As is the case in many large organisations, a feature of Dublin’s IT systems until recently was that a variety of specific solutions and islands of information had grown up in different areas. The challenge at the end of the Nineties was to integrate all of the information and processes while building a smart, unified IT infrastructure going forward. In the case of a local authority, the sheer range of functions is daunting.

Curtis points to the example of billing systems that range from commercial rates to planning objections to housing rents and running on platforms from a mainframe to a standalone PC. Over the past few years, Dublin City Council has implemented a surprising range of major IT projects. One of the most significant is the deployment of a Citrix solution (essentially, a thin client system where the computing is mostly done at server level) for over 2,000 users in City Hall and the council’s main office locations.

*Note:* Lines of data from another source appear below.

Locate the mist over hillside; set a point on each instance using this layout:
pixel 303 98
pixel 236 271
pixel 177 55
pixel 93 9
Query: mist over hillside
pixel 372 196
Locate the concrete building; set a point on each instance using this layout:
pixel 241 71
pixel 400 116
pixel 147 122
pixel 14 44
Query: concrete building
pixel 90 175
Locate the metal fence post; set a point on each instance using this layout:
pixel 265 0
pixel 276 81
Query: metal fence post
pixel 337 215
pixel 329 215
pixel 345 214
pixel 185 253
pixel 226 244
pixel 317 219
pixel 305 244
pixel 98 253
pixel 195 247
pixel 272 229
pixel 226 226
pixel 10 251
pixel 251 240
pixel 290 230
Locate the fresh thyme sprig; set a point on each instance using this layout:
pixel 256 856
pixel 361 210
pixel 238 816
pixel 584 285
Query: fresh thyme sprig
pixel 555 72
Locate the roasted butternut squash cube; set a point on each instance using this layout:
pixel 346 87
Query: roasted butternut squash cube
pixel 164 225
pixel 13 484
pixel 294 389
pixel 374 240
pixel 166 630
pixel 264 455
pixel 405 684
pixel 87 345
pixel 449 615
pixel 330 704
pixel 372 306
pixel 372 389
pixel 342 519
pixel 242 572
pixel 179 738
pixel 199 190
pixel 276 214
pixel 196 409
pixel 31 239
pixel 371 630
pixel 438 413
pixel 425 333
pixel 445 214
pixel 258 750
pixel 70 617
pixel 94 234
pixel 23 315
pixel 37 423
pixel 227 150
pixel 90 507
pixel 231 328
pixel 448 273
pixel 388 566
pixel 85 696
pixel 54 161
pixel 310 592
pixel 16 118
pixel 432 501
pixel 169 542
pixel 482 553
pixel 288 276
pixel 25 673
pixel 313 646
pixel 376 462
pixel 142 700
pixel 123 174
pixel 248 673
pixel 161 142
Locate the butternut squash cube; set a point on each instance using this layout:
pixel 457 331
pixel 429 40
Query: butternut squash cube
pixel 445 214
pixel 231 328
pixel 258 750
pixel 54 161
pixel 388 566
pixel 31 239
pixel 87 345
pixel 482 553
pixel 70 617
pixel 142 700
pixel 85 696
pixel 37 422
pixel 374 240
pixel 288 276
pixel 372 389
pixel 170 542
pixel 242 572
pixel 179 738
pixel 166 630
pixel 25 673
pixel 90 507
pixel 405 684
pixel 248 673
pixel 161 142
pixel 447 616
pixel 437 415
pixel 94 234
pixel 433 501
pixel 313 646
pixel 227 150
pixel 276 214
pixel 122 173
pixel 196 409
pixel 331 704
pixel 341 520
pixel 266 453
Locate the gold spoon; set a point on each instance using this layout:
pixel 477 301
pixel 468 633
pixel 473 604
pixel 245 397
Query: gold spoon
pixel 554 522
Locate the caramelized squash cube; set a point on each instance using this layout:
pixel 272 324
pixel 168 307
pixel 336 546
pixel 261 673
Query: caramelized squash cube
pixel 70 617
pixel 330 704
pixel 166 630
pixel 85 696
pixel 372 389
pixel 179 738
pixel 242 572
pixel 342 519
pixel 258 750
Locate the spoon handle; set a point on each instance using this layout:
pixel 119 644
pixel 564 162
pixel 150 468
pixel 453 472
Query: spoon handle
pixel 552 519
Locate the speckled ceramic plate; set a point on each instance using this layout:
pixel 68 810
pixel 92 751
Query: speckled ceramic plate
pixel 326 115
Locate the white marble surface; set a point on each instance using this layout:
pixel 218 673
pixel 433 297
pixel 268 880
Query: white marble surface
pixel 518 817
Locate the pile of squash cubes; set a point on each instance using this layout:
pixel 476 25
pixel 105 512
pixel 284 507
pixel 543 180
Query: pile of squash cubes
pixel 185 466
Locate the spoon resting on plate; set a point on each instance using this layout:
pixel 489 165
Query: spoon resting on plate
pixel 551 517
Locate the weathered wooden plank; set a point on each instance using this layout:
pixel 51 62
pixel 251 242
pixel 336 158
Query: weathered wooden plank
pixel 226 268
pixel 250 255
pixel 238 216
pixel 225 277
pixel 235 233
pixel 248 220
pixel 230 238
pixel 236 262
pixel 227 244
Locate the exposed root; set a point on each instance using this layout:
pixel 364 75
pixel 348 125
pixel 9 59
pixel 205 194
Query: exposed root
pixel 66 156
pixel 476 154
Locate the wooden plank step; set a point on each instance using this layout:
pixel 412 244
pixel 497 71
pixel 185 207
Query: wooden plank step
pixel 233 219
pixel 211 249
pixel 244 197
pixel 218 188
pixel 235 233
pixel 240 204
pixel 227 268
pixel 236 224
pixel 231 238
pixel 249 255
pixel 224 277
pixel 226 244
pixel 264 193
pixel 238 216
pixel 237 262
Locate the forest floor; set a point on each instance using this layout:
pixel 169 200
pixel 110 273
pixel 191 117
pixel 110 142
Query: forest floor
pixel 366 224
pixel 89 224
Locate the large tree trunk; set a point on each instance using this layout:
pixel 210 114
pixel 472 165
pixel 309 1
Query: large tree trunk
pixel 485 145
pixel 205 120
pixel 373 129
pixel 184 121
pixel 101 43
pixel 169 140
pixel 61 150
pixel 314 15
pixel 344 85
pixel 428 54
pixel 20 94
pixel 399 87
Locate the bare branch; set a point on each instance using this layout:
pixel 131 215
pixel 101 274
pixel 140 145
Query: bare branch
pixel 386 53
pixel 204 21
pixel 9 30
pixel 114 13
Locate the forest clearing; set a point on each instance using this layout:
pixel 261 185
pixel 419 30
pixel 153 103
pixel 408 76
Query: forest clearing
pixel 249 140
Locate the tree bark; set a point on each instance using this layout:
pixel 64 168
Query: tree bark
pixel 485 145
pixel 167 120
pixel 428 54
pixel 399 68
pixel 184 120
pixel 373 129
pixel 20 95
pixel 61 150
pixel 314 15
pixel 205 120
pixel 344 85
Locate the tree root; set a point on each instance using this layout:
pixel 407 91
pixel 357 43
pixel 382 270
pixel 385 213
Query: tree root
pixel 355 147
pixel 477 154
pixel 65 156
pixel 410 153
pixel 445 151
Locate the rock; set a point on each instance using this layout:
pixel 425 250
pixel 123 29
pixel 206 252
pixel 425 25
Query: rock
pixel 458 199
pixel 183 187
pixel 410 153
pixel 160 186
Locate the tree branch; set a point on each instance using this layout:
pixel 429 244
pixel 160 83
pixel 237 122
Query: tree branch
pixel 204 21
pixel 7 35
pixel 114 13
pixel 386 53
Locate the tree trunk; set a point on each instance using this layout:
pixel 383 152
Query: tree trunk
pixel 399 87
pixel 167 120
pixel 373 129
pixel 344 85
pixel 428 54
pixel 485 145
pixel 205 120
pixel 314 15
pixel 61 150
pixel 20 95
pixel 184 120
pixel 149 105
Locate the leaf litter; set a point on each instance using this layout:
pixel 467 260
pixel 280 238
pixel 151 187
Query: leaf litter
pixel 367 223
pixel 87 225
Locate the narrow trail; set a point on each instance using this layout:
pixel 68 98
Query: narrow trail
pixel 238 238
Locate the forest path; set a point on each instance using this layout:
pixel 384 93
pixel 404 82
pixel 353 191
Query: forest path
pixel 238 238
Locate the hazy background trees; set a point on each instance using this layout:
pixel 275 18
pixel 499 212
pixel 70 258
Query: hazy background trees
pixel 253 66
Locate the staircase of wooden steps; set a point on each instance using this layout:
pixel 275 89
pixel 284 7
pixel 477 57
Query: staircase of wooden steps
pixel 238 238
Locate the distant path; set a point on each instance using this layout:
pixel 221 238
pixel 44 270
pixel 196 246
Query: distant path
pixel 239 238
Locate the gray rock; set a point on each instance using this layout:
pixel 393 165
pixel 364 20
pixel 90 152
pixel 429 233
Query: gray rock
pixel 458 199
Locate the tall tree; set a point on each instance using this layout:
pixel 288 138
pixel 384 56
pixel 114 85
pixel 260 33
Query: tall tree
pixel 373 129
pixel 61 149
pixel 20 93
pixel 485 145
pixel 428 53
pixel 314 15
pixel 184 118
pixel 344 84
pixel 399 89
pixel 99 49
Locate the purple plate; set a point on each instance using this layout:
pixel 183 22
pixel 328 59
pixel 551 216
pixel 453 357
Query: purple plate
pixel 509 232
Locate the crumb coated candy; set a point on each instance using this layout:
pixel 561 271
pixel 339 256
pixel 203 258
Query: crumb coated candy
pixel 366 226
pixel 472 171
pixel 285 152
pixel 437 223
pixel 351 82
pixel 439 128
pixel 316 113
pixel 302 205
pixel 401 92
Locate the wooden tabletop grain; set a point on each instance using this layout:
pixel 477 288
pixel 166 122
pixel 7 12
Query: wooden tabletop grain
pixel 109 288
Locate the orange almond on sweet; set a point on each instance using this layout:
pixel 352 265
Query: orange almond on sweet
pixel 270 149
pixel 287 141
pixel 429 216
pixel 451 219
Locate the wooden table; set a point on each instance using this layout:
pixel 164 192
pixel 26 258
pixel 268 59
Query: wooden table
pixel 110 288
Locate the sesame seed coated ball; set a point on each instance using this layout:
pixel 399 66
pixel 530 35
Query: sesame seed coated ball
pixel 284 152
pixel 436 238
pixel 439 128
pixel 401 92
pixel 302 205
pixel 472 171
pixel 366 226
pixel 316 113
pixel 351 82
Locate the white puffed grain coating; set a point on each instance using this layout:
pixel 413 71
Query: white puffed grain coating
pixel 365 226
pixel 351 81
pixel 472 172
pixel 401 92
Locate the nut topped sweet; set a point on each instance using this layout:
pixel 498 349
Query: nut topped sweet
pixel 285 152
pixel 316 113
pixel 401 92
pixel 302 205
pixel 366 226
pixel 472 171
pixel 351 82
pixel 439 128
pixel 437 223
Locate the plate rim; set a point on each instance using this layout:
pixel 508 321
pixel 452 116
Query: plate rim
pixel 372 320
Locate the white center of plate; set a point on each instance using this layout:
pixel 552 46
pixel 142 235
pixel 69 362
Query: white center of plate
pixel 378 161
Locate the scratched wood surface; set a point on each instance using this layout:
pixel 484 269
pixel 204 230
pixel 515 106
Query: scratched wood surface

Everyone has a standard set of 34 desktop applications based on Microsoft Office and a TeamWare communications and collaboration system tailored to the organisation’s specific working processes. “After much analysis we have identified and catered for just over 500 separate business functions in the council,” explains Curtis. “The whole approach has been to refine our own business processes and procedures across all departments. That’s the key thing, not the technology. When there’s logic and clarity in the business processes is when we design and deliver the systems to support them in delivering the services.”

In doing so, the council has chosen managed services as a tactical solution to some of its requirements. So ITL manages the Citrix implementation while Cara looks after the hardware platforms and for the past three years Xerox looked after the entire print function by on a cost-per-page basis. “Imagine, we used to have several hundred printers and at one count 47 different models. Now we have 75 powerful printers, strategically located, and 95pc of our total print requirement is centrally managed,” Curtis reveals.

The next major project is an integrated accounting system using Oracle Financials and HR, also to be implemented by Fujitsu Services, which is budgeted at €3.5m. “We are also looking to a customer relationship management system for the whole organisation including a centralised contact centre so that we have a unified view of each customer and our customer-facing services can easily access information and act as a single point of contact for any enquiry,” he explains.

While having nothing but praise for the professionalism of the top-level consultants he has dealt with over the years, Curtis is sceptical about the general standard of service in the Irish IT sector. “During the Y2K and euro scramble we all saw evidence of people involved who did not see the need for specific standards. Jobs got done, but the final professional elements such as thorough documentation slipped. Now that the market has cooled down, to say the least, I think clients look to evidence of high standards as the differentiator in choosing services.

“In some ways I think the Irish IT services industry is a bit immature, still a little too casual. There’s always more to it than just ‘getting the job done’. You also get the feeling all too often that people are learning on the job at the client’s expense. In fairness, there has been a lot of staff churn in the sector. Yet we have one supplier, a very small company, which is a star turn and ultra-professional, so it’s demonstrably not a question of requiring the resources of a big firm to deliver really quality assured service,” he adds.

Career path
Brian Curtis (pictured) graduated from University College Dublin as a civil engineer and worked in private construction before joining Dublin Corporation as a ‘temporary graduate engineer’. He worked in a number of departments and the move across to IT came about on foot of a major computer modelling project for the city’s drainage maintenance and planning that he initiated and led. He moved over to IT in 1992, becoming assistant IT manager at just 29 years of age, and gained a business qualification through the Henley Management Diploma. After a year’s sabbatical in a dotcom start-up he was appointed head of the information systems department in 2000.